DRS has been an unwitting star of the Ashes Series so far, with a string of questionable verdicts delivered at key moments creating the impression that it is getting as much wrong as right.
Both teams have been on the receiving end of controversial decisions as the grey areas left by the technology create frustration on all sides, but Anderson believes it can work if allowances are made.
"What strikes me as particularly harsh is losing a review for an lbw appeal that is rejected on 'umpire's call,'" Anderson said in a column in the Mail on Sunday.
Anderson used the example of England's appeal of a not-out decision on the first day of the ongoing third Test at Old Trafford, when Graeme Swann believed he had trapped Australia's Steve Smith lbw.

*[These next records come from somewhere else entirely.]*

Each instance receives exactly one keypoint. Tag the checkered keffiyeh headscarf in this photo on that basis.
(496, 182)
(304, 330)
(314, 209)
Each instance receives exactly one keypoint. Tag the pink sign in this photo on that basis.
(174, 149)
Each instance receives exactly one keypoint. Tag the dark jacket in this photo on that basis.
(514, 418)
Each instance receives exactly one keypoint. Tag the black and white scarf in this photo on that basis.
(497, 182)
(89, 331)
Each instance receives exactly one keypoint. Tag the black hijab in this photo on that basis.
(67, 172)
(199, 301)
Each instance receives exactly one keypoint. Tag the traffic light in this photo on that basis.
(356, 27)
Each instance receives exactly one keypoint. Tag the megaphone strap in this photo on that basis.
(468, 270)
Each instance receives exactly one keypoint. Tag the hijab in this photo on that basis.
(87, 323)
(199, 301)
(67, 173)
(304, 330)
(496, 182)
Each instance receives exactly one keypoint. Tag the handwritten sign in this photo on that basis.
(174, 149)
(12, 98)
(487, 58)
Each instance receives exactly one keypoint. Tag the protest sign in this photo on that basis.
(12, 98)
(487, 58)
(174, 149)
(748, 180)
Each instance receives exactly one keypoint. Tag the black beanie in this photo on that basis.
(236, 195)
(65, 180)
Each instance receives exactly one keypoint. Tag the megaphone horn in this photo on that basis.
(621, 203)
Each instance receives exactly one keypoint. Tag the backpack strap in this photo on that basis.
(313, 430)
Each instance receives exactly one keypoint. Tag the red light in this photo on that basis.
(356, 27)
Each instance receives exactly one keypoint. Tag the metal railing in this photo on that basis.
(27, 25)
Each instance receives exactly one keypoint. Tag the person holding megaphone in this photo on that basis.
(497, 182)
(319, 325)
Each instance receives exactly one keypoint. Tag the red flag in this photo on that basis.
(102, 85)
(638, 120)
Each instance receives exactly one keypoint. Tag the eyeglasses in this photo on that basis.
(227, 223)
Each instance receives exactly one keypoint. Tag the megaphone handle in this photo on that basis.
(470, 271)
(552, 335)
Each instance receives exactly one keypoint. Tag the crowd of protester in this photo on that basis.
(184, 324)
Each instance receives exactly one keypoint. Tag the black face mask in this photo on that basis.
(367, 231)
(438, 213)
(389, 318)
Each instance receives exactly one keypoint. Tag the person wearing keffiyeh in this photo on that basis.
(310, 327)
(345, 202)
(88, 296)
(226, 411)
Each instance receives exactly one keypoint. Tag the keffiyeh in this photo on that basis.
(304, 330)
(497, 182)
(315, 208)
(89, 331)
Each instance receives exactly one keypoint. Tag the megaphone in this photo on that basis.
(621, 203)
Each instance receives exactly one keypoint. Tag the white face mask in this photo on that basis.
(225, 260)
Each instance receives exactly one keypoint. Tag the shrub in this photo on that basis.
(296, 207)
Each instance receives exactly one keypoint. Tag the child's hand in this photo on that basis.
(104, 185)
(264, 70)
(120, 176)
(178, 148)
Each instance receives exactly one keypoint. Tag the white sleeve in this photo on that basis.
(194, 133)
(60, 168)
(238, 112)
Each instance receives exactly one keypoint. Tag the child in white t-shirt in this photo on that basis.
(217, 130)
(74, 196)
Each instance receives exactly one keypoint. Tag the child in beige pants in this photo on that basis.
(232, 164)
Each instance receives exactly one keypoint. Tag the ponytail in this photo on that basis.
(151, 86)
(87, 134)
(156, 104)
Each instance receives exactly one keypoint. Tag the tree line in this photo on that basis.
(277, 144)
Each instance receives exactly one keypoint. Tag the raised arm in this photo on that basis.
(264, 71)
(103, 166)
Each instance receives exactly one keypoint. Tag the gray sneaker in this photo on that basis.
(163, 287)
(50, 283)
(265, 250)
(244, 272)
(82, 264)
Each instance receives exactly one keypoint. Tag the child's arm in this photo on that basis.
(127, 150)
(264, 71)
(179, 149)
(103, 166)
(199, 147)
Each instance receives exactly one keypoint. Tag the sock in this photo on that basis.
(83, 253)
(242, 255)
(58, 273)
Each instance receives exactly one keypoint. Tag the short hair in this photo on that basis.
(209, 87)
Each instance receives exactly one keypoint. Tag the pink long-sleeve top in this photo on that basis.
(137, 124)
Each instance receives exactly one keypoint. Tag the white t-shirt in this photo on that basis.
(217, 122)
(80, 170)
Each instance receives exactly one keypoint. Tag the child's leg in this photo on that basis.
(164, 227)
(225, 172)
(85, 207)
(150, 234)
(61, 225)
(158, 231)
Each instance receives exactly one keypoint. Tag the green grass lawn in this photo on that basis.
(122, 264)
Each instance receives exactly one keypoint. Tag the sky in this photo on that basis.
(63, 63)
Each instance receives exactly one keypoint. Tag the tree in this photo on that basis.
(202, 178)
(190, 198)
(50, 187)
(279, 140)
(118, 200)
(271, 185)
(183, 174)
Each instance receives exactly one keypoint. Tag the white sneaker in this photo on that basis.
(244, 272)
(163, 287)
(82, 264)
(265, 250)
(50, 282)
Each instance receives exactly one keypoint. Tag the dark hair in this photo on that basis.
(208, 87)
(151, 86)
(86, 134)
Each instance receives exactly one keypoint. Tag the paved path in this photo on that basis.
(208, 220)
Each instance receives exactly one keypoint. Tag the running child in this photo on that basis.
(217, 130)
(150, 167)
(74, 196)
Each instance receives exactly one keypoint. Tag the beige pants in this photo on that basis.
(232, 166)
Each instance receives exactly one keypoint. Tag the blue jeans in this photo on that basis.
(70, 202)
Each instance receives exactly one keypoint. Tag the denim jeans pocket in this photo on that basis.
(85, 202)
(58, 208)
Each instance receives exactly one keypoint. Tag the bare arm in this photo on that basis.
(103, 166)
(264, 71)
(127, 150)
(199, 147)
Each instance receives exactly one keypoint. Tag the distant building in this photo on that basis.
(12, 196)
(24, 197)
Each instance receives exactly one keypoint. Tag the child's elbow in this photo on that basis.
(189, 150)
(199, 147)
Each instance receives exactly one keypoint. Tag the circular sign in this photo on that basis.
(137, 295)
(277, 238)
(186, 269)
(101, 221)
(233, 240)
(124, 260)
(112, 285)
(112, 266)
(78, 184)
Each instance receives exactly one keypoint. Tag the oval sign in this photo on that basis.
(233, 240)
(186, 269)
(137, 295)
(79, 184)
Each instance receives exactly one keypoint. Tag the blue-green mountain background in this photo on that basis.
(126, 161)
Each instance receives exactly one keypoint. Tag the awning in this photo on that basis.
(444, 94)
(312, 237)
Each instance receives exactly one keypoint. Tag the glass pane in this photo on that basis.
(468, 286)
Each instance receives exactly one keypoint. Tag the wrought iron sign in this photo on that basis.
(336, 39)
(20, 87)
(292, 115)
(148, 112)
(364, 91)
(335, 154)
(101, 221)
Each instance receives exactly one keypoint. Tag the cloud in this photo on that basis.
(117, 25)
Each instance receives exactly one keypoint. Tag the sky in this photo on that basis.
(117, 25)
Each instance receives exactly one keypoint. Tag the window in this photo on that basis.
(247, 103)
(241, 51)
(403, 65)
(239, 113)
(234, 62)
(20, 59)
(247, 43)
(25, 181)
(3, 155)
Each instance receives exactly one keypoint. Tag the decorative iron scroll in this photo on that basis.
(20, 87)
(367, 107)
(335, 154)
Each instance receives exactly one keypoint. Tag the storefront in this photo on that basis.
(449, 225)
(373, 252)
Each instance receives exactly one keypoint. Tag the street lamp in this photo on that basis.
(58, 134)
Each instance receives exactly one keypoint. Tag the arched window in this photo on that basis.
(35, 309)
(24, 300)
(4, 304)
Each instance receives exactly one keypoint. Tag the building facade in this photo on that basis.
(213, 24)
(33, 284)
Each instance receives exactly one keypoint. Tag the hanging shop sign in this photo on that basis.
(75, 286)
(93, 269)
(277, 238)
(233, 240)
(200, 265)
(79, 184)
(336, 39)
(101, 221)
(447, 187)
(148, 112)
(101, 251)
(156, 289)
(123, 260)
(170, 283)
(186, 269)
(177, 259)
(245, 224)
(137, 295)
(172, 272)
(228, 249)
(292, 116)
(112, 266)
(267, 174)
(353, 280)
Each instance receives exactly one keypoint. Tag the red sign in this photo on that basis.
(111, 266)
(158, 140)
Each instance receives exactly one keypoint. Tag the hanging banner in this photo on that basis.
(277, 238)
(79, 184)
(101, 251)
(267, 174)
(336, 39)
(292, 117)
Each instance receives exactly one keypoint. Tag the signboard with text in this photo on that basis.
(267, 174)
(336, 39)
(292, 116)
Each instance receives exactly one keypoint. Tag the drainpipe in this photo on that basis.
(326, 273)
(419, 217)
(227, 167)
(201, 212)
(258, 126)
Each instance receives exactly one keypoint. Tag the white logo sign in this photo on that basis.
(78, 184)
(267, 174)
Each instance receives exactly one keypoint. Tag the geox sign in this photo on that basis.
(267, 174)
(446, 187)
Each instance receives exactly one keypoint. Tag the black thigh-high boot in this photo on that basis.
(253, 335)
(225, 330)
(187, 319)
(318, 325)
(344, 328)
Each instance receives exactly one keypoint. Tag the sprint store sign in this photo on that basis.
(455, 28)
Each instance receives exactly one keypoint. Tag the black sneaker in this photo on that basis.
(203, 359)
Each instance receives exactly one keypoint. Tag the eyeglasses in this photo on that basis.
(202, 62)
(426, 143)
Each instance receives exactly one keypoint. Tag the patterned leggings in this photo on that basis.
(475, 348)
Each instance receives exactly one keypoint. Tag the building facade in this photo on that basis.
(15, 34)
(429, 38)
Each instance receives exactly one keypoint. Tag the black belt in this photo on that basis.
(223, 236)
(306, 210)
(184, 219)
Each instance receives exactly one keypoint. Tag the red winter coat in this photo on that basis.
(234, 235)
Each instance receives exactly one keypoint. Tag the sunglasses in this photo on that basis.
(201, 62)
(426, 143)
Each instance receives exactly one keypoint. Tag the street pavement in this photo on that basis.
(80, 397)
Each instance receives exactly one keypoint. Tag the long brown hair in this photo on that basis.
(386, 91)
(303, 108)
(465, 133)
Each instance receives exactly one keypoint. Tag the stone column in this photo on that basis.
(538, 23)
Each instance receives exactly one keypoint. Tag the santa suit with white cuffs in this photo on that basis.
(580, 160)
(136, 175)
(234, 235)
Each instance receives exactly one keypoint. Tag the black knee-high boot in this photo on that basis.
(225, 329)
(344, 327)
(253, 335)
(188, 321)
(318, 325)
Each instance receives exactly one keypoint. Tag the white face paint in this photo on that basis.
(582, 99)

Hawk-Eye showed the ball going on to hit the stumps, but it was not clear-cut enough to overturn the original decision, and Smith survived.
"I don't have an argument with that," Anderson added. "But I do believe that losing a review in those circumstances is an unfair penalty.
"Not only have the fielding side not got a wicket for a ball the technology showed was actually hitting the stumps, which is deflating enough, but an opportunity to use a review - which might be vital later in the innings - is also lost."
Appeals are not automatically upheld if Hawk-Eye shows the ball clipping the stumps as the technology is only an estimate, and the ball must be seen to be clearly hitting - i.e. on course for the inner half of either leg or off stumps - for a decision to be overturned.
The appeal that England lost over Smith cost them his wicket again shortly afterwards: the home side were out of reviews when the player was able to survive a plum lbw appeal that the umpire had refused, with Hawkeye showing the ball hitting half way up middle stump.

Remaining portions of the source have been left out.